Raising the question: If the House shut down the government every time the government had a program that was dumb as rocks, could we have a government that was ever fully open? Would anyone ever, ever get to go into the Statue of Liberty?

A case in point: The idea that U.S. financial regulators and financial regulators outside the country are beating up on banks and insurers for allegedly creating “systemic risk.”

One reason insurers are coming up with investment strategies that the regulators might not like (or might like too much) is that the regulators and their friends have lowered interest rates so much that the only way financial services companies can support products with long-term perspectives, such as long-term disability insurance, is to invest in weird things.

Meanwhile, the regulators are trying to minimize the risk that some newspaper columnist will make fun of them same day by making the insurers invest in the “safest possible investments.” Flavors so bland that Plain Vanilla would give them to her babies.
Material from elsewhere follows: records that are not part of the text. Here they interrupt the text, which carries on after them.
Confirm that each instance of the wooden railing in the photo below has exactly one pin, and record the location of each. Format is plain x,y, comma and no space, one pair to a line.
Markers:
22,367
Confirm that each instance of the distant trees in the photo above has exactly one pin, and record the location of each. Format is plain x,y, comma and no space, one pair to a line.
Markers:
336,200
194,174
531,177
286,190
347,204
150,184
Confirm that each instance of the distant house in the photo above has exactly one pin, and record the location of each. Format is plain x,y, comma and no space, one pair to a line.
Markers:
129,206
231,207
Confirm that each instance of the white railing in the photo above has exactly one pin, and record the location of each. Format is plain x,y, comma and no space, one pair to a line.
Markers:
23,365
One Federal Reserve Board governor, Daniel Tarullo, recently observed, in a speech posted on the Fed website, that “migration of financial activities outside the regulatory perimeter must be closely monitored.”
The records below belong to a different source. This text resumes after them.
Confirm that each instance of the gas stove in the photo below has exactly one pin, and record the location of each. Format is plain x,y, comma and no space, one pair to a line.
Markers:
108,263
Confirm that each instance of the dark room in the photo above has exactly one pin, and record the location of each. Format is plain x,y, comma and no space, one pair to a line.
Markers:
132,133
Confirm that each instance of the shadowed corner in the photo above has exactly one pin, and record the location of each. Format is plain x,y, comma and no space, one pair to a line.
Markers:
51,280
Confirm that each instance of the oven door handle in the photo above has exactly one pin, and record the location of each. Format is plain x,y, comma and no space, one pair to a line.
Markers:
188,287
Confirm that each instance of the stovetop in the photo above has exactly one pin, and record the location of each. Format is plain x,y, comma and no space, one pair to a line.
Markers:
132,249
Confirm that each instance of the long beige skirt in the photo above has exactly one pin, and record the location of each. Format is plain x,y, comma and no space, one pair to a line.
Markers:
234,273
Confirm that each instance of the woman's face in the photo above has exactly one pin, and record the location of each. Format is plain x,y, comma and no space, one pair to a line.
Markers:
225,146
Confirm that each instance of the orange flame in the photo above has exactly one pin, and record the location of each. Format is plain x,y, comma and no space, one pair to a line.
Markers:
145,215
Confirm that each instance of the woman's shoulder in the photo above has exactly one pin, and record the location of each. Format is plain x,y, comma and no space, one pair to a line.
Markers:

But he admits a little earlier that regulators ought to try to avoid regulating financial services companies in a way that forces them to all collapse at the same time, like houses of lemming cards.

“Stress tests must be modified so as to avoid incentivizing firms to correlate their asset holdings or adopt correlated hedging strategies,” the governor says.

On the one hand: Duh.

On the other hand: First the governor admits that regulators should try to bless financial services companies’ efforts to try different, risk-de-correlating strategies, then he calls on regulators to hunt the companies down if they try to come up with some new way to diversify risk. He also talks about the need for the companies to go come up with a ton more capital to reduce the probability the companies will fail if things go wrong.

On the third hand: It looks as if the Fed wants to put financial services companies in a strait jacket even tighter than they’ve been wearing, then make them go out and grab for more capital, with their arms in the strait jacket.

There can’t possibly be an extra risk embedded in that idea. Can there?